Говорили о том о сем. Варя рассказывала, что она вчера была у Леночки Преполовенской.
– И знаешь, тетя, – обратилась она к Марье Петровне, – Леночка ничуть не горюет, что свадьба расстроилась. Он, говорит, мне никогда не нравился. И как это вышло, ты слышала? Накануне девишника приезжает Семен Ильич, знаешь, брат самого Миролюбова, и говорит: что вы делаете? Ведь у жениха все дома, что на Кузнецком, в закладе, и выстроены-то в один кирпич, а внутри сор да труха… Я все узнал, говорит. Ну – они туда-сюда – правда оказалась. Так и разошлось.
Марья Петровна кивнула головой и ничего не ответила.
– А как, тетя, ленты дороги в Пассаже – ужас! – продолжала Варя; мне надо было узеньких, пунцовых, так мы с Катей везде ходили – меньше двадцати копеек нету; так и не купили. А уж я торговаться умею.

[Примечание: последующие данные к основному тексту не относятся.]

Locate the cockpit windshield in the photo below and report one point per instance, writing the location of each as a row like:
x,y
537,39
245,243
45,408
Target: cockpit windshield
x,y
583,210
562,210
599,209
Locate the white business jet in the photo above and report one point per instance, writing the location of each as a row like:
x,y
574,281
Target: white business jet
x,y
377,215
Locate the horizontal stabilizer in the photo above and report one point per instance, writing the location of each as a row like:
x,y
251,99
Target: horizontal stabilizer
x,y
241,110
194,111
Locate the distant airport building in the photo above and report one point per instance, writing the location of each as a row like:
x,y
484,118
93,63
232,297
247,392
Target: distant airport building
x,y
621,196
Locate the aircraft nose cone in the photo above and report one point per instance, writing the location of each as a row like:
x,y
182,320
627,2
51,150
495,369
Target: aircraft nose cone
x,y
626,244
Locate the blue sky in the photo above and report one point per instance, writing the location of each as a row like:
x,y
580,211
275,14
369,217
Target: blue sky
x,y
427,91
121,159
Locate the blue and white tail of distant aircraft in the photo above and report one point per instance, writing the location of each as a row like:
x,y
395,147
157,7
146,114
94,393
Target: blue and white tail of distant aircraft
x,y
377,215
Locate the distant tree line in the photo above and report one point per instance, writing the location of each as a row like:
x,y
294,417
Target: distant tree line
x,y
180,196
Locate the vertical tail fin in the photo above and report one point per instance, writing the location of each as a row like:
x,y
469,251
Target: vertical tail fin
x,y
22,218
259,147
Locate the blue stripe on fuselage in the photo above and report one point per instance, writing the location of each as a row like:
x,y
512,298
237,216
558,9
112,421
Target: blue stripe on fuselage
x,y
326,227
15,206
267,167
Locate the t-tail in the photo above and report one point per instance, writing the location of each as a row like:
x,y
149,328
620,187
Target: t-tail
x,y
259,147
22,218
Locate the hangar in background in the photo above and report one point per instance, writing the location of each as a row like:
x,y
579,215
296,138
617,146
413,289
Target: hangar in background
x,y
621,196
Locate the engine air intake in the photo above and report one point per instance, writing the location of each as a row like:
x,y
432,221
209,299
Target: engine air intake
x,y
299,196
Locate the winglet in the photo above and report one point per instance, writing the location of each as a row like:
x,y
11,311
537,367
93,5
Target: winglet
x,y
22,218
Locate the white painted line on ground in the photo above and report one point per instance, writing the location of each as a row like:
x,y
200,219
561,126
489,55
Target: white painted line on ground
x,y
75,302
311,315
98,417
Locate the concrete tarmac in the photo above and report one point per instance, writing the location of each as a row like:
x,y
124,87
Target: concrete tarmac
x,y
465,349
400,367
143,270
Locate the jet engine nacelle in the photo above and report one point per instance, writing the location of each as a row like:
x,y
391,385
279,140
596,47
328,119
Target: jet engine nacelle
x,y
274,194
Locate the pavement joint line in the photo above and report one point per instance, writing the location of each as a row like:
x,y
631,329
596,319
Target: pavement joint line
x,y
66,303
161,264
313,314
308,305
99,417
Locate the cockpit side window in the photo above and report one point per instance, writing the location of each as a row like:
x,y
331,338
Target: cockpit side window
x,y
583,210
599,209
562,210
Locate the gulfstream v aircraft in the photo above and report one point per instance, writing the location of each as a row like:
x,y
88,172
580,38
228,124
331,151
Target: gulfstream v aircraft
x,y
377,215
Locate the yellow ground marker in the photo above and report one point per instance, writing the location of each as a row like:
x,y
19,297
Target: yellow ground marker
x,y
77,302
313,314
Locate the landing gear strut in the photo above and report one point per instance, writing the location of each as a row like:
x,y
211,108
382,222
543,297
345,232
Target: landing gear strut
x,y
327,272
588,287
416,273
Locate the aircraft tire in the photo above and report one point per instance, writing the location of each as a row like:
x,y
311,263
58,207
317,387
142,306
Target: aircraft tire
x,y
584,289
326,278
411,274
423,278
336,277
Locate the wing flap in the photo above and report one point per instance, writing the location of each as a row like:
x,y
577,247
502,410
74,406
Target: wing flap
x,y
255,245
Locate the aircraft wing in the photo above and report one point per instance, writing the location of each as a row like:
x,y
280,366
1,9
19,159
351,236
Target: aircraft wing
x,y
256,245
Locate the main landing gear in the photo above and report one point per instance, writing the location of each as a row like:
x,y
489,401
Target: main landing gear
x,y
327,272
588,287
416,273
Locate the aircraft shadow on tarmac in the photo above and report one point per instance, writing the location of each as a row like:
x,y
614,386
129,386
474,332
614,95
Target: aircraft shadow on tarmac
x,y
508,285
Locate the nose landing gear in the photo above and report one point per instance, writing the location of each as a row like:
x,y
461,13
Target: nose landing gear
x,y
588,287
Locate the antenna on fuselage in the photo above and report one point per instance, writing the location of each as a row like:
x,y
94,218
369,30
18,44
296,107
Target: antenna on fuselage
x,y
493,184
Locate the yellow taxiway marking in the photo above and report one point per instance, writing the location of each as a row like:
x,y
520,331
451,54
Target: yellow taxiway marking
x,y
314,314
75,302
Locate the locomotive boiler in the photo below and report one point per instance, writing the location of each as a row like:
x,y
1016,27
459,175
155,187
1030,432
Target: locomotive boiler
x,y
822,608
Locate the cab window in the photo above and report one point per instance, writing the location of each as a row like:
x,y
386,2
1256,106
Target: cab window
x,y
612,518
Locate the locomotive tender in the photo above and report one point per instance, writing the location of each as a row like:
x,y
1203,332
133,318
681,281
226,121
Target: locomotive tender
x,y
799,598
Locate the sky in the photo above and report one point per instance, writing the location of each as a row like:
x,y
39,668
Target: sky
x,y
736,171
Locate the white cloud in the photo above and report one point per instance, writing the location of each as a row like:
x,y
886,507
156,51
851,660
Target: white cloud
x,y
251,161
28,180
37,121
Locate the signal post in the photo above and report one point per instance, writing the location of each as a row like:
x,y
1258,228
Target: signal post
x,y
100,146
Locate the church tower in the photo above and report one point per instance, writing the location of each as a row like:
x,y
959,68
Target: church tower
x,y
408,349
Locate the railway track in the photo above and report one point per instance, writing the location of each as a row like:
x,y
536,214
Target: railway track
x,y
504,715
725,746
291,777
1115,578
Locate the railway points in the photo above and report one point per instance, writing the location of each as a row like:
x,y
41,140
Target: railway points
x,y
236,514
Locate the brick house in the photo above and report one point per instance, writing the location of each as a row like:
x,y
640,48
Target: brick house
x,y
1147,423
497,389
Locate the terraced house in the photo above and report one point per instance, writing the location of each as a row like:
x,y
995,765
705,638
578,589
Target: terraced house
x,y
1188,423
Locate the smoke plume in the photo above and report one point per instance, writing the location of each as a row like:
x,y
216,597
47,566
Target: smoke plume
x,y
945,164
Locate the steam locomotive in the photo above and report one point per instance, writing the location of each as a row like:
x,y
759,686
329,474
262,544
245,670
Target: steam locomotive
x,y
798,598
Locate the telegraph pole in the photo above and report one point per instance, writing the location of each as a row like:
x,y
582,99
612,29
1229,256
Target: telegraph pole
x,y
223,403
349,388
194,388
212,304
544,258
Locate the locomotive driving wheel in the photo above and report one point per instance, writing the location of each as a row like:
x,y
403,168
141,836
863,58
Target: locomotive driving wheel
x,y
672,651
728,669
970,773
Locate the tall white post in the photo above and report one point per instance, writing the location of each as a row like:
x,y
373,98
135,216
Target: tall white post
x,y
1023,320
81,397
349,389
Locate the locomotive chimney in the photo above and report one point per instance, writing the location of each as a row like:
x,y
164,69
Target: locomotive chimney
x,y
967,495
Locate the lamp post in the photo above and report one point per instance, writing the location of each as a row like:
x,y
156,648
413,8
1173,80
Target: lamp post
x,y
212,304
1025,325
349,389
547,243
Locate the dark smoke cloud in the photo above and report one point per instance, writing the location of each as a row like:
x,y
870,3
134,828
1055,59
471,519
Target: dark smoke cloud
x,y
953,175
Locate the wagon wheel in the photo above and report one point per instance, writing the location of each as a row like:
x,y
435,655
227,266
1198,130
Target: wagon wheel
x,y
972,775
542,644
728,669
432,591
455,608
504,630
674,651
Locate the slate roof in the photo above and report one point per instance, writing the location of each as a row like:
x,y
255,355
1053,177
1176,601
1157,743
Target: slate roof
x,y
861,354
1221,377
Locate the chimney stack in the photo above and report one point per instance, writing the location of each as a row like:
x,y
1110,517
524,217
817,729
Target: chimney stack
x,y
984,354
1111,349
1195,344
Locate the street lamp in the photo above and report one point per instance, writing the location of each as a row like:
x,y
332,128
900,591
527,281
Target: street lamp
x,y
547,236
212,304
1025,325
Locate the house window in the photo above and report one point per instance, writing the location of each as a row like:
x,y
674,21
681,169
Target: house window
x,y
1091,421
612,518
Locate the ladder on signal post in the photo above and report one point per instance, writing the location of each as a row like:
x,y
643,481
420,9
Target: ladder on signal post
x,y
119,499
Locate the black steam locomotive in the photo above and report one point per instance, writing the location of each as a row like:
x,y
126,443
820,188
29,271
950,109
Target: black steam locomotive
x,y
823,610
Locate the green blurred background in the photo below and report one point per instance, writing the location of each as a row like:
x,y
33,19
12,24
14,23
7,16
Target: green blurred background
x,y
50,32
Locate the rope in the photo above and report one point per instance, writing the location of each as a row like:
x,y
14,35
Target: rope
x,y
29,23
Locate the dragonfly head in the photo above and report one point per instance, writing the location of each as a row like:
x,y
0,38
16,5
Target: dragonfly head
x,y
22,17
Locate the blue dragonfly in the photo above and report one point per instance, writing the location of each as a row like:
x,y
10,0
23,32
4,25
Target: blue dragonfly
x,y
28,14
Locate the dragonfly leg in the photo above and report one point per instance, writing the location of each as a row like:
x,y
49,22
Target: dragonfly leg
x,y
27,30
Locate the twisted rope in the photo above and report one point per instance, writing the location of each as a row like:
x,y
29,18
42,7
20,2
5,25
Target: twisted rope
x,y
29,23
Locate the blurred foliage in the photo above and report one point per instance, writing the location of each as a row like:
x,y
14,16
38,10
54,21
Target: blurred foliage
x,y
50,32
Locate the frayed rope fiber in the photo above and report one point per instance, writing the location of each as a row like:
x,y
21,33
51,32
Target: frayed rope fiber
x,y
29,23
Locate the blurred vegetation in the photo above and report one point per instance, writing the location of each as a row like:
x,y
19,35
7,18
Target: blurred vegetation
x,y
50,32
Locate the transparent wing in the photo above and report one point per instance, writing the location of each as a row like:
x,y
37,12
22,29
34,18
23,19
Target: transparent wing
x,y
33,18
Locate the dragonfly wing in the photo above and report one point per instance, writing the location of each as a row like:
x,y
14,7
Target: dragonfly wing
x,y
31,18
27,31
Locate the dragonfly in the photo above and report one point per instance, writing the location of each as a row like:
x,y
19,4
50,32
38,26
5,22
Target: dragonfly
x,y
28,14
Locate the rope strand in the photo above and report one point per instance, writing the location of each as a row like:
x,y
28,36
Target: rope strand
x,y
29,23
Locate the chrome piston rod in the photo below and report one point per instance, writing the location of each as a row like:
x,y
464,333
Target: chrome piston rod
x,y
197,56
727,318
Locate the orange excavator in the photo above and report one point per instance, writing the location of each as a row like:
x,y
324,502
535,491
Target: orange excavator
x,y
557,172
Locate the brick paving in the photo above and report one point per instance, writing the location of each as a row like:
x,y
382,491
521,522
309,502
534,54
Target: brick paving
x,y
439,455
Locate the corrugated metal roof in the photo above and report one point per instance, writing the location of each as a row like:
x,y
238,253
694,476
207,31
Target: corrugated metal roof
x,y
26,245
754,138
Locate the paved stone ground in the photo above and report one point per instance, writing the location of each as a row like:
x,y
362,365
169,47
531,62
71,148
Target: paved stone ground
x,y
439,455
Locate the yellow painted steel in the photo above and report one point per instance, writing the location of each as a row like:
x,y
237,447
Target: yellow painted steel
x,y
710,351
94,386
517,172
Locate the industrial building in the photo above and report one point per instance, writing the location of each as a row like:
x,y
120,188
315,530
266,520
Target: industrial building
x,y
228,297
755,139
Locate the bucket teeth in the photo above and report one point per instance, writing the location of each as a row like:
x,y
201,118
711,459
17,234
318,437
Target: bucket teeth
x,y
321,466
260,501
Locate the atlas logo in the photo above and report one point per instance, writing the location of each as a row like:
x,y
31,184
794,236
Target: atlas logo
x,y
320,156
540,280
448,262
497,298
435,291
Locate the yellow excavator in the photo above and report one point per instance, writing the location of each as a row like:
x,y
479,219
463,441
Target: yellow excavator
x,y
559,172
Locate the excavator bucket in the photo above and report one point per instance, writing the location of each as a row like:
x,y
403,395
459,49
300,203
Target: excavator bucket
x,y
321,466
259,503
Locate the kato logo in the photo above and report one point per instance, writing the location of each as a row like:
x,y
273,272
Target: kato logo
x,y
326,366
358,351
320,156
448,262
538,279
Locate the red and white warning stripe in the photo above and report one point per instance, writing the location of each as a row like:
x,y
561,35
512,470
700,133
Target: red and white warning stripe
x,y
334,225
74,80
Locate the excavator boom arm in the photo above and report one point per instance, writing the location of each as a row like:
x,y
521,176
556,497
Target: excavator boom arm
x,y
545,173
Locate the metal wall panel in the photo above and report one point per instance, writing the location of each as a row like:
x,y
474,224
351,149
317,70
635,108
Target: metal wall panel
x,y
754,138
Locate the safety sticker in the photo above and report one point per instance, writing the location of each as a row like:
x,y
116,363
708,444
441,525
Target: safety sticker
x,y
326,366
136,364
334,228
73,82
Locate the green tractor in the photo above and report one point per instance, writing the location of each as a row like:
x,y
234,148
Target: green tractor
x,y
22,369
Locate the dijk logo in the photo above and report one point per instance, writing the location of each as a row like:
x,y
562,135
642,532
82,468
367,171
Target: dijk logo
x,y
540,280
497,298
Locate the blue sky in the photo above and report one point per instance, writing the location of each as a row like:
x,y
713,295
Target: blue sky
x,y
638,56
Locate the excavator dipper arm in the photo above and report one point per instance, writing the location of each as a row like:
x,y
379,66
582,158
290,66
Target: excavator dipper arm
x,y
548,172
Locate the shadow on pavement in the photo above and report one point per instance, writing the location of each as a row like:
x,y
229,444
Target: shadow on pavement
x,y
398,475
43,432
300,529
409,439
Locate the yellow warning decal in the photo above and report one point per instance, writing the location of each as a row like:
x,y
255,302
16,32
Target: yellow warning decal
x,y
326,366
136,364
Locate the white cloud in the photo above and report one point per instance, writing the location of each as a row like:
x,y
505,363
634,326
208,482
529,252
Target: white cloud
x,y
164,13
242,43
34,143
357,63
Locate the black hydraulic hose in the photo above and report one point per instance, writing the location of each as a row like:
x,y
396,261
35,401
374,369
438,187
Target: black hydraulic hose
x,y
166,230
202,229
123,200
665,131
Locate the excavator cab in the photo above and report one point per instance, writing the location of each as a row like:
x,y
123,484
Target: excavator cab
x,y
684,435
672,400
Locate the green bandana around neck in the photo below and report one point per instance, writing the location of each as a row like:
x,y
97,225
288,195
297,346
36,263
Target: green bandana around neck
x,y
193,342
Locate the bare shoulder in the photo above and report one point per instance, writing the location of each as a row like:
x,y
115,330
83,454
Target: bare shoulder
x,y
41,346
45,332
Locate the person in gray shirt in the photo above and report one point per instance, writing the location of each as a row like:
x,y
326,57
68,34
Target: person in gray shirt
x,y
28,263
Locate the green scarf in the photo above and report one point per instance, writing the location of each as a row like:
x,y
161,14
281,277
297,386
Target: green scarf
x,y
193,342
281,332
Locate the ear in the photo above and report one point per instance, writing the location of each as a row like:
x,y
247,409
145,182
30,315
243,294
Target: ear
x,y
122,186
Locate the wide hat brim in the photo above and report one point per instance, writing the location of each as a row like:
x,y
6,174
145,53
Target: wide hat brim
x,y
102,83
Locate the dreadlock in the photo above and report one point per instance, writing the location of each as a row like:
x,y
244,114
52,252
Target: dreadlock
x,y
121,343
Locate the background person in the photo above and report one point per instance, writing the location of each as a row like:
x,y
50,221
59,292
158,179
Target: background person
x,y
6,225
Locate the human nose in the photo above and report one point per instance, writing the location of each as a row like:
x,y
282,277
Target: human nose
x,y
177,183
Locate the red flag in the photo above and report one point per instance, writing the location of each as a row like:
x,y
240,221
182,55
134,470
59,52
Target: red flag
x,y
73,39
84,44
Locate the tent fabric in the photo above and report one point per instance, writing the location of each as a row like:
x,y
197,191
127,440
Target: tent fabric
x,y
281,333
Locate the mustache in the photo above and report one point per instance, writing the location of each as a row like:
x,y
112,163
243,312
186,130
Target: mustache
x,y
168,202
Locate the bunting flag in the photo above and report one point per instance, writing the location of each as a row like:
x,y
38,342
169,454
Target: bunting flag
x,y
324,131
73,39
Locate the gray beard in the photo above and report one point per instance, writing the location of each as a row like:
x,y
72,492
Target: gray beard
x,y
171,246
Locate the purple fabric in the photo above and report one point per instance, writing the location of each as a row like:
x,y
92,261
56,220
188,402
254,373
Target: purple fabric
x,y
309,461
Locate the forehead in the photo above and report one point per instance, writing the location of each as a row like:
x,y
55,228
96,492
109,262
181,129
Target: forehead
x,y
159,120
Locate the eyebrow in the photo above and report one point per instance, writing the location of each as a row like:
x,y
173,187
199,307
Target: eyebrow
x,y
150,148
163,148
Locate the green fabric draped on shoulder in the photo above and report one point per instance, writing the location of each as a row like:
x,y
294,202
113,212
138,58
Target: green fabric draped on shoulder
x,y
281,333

– Знаю, как умеешь, – сказал Модест Васильевич, высокий старик с длинным, сухим носом и седыми бакенбардами, – прошлый раз дрова-то почем купила, а?
– Что ж, по двенадцати с полтиной, да зато какие дрова!..
– Люба! – сказала вдруг Марья Петровна – и все замолчали. – Так ты что говоришь об этом деле? Он за Алевтину сватается?
Алевтина сидела молча.
– По-моему – он в Тину влюблен, – поспешно сказала Люба. – Да и все это видят. Он говорит, что «мне, говорит, с Алевтиной Евстафиевной много о чем потолковать надо».
– Ну и хорошее дело, – произнесла Марья Петровна. – Не знаю, как другие, – она поглядела на всех присутствующих поочередно, – а я бы благословила.
– Егор Васильевич узнавал – состояние есть от матери. Ты как думаешь, Евстафий?
– Я рад, я рад… Только если Тиночка… Как она хочет… Он нравится тебе, Тиночка?